HH - more:
You claim: Sheldrake's flakey theories about "morphic resononance" are fraudulent? Um. They are a theory. A hypothesis. No one said they were proven science, not even moi, not even Sheldrake, and being a theory, just because you disagree with it, and probably have never read it, is no reason to go off on a rant.
There is a big difference between scientist saying there's this phenonium, which is unexplained, so I am proposing my theory of XYZ to explain it; and Hubbard saying it IS that way, 100% of the time, and if you fail to get similar results, you are not applying it correctly, have M/Us, MWHs /OWs, or are PTS, SP, or a DB, or a psych case.
You can't debunk something that Sheldrake says needs further research, and which, he says is not proven science.
Excuse me. You, HH, most certainly can say that, but no one else in their right mind would.
Something you fail to understand, likely because you refuse to do more than gloss over anything about the man, is to understand he is a well respected scientist - your attempt to compare him to Hubbard, a lay person/con man/charlatan with no actual degrees of any kind, is comparing apples to oranges.
Where Hubbard brags about research, yet provides no evidence of same, Sheldrake provides books and papers containing the research data.
Where Hubbard has to self-publish his bunk, Sheldrake does not. His books sell very well, thank you. No need for a vile "Basics Book" campaign, or the equally noxious buying back books to falsely push them up the best buyers list.

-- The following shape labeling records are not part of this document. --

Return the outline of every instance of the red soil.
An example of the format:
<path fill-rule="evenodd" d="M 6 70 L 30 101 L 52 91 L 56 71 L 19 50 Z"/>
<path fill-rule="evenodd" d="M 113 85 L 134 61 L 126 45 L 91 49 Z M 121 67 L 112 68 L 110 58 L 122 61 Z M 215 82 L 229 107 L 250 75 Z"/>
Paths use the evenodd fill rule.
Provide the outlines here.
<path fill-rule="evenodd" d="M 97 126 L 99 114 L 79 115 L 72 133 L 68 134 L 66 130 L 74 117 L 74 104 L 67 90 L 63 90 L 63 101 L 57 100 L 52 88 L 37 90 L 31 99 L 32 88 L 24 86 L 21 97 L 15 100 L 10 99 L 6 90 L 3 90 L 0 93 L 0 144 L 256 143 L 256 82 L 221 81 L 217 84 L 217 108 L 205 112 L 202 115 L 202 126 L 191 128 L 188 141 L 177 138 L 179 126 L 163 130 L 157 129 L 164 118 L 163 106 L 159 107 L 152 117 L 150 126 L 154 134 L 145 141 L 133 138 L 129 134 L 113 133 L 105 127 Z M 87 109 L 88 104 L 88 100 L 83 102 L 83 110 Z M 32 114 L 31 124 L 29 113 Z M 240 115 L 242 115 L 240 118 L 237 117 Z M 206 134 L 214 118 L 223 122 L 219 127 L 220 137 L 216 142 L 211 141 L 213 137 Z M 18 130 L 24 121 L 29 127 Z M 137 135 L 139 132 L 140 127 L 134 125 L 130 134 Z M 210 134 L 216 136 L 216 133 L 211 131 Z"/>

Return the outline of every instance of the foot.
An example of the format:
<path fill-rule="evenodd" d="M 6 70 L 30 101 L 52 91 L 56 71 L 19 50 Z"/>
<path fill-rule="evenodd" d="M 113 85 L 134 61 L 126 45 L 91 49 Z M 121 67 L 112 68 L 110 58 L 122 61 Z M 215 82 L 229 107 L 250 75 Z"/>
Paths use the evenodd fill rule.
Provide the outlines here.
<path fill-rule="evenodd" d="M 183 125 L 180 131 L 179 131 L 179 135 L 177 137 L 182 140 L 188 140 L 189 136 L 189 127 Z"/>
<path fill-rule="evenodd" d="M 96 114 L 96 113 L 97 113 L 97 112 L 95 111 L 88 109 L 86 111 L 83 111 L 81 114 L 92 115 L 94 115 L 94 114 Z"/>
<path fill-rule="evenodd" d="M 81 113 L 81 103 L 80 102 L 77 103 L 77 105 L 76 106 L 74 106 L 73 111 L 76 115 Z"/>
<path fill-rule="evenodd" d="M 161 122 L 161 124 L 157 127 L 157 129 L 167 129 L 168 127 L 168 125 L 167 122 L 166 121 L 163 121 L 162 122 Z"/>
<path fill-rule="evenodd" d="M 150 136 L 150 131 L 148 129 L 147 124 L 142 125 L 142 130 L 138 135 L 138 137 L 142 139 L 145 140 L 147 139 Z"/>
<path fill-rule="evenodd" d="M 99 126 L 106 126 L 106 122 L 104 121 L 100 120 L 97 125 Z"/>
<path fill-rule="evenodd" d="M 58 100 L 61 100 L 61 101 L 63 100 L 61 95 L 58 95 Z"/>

Come on HH, you can do better.
Mimsey
Rupert Sheldrake, PhD, is a biologist and author best known for his hypothesis of morphic resonance. At Cambridge University he worked in developmental biology as a Fellow of Clare College. He was Principal Plant Physiologist at the International Crops Research Institute for the Semi-Arid Tropics and From 2005 to 2010 was Director of the Perrott-Warrick project, Cambridge.
Rupert Sheldrake is a biologist and author of more than 85 scientific papers and 13 books. He was among the top 100 Global Thought Leaders for 2013, as ranked by the Duttweiler Institute, Zurich, Switzerland's leading think tank.
He studied natural sciences at Cambridge University, where he was a Scholar of Clare College, took a double first class honours degree and was awarded the University Botany Prize (1963). He then studied philosophy and history of science at Harvard University, where he was a Frank Knox Fellow (1963-64), before returning to Cambridge, where he took a Ph.D. in biochemistry (1967). He was a Fellow of Clare College, Cambridge (1967-73), where he was Director of Studies in biochemistry and cell biology. As the Rosenheim Research Fellow of the Royal Society (1970-73), he carried out research on the development of plants and the ageing of cells in the Department of Biochemistry at Cambridge University. While at Cambridge, together with Philip Rubery, he discovered the mechanism of polar auxin transport, the process by which the plant hormone auxin is carried from the shoots towards the roots".